Limit[x^0.5 ((x + 4)^0.5 - x^0.5), x -> ∞]
1. does not exist
2. exists and is equal to 0
3. exists and is equal to 1/2
4. exists and is equal to 2
(The answer is given as D. But how to proove it? )

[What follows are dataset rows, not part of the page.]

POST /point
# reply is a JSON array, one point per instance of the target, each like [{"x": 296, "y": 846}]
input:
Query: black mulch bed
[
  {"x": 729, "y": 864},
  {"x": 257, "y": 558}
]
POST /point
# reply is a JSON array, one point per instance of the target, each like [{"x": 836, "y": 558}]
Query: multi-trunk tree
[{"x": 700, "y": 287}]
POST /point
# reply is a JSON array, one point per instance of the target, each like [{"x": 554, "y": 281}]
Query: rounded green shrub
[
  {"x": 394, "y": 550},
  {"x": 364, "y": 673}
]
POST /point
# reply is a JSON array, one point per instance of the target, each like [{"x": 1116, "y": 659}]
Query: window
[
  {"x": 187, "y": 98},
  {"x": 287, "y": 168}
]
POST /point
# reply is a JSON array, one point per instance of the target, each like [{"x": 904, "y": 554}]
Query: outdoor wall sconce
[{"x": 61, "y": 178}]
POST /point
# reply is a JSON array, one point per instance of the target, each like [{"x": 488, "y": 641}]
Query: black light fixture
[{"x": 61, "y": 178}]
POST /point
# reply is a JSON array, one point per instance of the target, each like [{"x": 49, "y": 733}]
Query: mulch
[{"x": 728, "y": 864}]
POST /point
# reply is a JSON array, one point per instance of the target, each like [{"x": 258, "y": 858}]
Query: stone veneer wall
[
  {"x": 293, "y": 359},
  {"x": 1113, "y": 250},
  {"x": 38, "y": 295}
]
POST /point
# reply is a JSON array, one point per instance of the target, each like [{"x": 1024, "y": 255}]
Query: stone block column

With simple manipulations you obtain...
$\displaystyle \sqrt{x} \cdot (\sqrt{x+4}-\sqrt{x})= \sqrt{x} \cdot (\sqrt{x+4}-\sqrt{x}) \cdot \frac{\sqrt{x+4}+\sqrt{x}}{\sqrt{x+4}+\sqrt{x}} = $
$\displaystyle = \frac{4\cdot \sqrt{x}}{\sqrt{x+4}+\sqrt{x}}= \frac{4}{1+\sqrt{\frac{x+4}{x}}}$
But...
$\displaystyle \lim_{x \rightarrow \infty} \sqrt{\frac{x+4}{x}}=1$
... so that...
$\displaystyle \lim_{x \rightarrow \infty} \sqrt{x} \cdot (\sqrt{x+4}-\sqrt{x})= 2$
Kind regards
$\displaystyle \chi$ $\displaystyle \sigma$